M. Jules Rengade est à la fois poète et médecin. Poète, il signe Aristide Roger un recueil de vers Les Rayons d'avril. Savant, il publie les Promenades d'un naturaliste aux environs de Paris. Il nous instruit ici comme il nous charmait là! M. Rengade est un esprit tout à fait distingué et sympathique. Je voudrais bien annoncer, puisque j'ai parlé d'un docteur, les derniers écrits du docteur Déclat sur le Charbon et les Maladies de la peau. On trouvera, dans son dernier livre, un dramatique chapitre du siège de Paris: la mort du pauvre acteur Seveste, blessé à Buzenval, et, en racontant l'agonie du malheureux comédien, M. Déclat nous donne--texte en main--la preuve que le blessé pouvait être sauvé. On est navré en lisant ces pages qui font honneur à la science et au courage de l'homme qui les publie.
Je recule devant la quantité d'ouvrages qu'il me faut encore signaler. Comment juger en quelques mots et même en quelques lignes les études constitutionnelles, économiques et administratives que M. J. J. Clamageran, l'ancien adjoint à la mairie de Paris, appelle La France républicaine? Le nom de l'auteur et la gravité des questions traitées dans ce livre, où M. Clamageran aborde les divers problèmes de l'instruction publique, du service militaire, de la monarchie constitutionnelle et de la République, suffisent à recommander cet ouvrage à l'attention.

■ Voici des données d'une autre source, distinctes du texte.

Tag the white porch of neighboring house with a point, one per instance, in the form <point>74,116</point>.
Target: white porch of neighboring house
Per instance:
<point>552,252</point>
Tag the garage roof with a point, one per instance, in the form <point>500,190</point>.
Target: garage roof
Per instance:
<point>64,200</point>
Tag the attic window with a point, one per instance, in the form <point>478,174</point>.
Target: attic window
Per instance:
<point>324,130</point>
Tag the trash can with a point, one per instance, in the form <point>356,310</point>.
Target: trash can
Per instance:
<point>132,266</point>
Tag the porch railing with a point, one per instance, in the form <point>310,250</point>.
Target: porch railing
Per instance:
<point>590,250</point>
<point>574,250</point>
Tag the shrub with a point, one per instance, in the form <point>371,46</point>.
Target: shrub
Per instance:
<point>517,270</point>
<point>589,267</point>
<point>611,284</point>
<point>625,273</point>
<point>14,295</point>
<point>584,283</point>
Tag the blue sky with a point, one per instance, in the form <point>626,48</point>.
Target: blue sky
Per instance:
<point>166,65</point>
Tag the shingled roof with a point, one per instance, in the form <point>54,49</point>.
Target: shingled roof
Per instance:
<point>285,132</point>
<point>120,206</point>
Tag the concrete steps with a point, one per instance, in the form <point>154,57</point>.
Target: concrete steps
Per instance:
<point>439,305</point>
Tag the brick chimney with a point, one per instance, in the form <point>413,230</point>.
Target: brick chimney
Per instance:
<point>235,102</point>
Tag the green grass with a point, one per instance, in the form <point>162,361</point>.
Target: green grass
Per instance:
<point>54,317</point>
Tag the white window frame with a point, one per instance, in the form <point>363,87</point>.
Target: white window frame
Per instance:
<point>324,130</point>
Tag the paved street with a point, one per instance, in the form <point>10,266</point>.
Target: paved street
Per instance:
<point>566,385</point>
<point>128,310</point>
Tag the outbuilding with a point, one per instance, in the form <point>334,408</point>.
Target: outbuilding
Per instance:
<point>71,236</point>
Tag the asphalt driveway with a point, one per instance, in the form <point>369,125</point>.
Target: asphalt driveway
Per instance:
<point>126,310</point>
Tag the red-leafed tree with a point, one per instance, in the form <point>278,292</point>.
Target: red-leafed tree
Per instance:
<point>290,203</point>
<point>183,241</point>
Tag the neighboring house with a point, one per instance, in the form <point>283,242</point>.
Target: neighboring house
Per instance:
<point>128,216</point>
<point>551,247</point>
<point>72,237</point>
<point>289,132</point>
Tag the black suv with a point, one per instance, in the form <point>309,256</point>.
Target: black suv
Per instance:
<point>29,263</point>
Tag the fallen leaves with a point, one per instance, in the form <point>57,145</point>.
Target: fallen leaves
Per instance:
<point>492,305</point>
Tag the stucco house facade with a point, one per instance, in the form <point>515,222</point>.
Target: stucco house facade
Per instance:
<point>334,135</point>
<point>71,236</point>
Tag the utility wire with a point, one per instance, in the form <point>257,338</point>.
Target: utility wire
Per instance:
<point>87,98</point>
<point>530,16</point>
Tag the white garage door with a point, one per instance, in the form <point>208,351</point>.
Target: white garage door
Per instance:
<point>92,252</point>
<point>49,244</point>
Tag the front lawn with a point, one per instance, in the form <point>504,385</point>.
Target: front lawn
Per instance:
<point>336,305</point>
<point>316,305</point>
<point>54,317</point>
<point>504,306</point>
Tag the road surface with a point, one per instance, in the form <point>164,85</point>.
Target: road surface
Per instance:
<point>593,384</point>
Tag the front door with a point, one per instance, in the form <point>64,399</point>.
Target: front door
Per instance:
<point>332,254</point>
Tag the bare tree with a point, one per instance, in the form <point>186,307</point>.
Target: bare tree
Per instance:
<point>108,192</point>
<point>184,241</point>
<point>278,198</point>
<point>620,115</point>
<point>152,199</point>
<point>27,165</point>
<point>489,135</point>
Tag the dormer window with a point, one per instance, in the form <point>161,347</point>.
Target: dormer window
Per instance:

J'en dirai autant des Lettres républicaines de M. Georges Coulon, où l'auteur suppose deux correspondants échangeant entre eux leurs idées sur la politique actuelle. L'un est conservateur acharné, l'autre un républicain convaincu et fort ami de l'ordre autant que de la démocratie. Est-il besoin d'indiquer de quel côté penche la sympathie de M. Coulon, ancien préfet de la Défense nationale? Son livre, l'esprit de son livre, écrit sous la forme vive du pamphlet de bon ton, peut se résumer de cette manière: «Si la République ne peut exister qu'à la condition d'être conservatrice, la République conservatrice ne peut durer qu'à la condition d'être démocratique.» L'auteur conclut ainsi nettement: La démocratie exclut désormais toute forme de gouvernement autre que la monarchie césarienne ou la République. Il importe donc d'organiser la République pour éviter le pire des États, le césarisme, et les écrits pareils à celui de M. Coulon sont fort utiles pour résoudre le problème.
Un des exploits du césarisme de 1804, ce fut l'exécution du duc d'Enghien dans les fossés de Vincennes. Bonapartistes et légitimistes, temporairement alliés, paraissent oublier cette légère anecdote. Mais M. Gourdon de Genouillac prend soin de les en faire souvenir. Il publie sous forme de roman, ou plutôt d'histoire dialoguée, le Crime de 1804, et rien n'est plus lugubre qu'un tel récit, où le duc d'Enghien joue bravement le rôle de la victime égorgée. Livre à méditer par le temps d'alliances qui court; le sang innocent, même après soixante-neuf ans, crie encore vengeance.
La gloire efface tout, tout excepté le crime!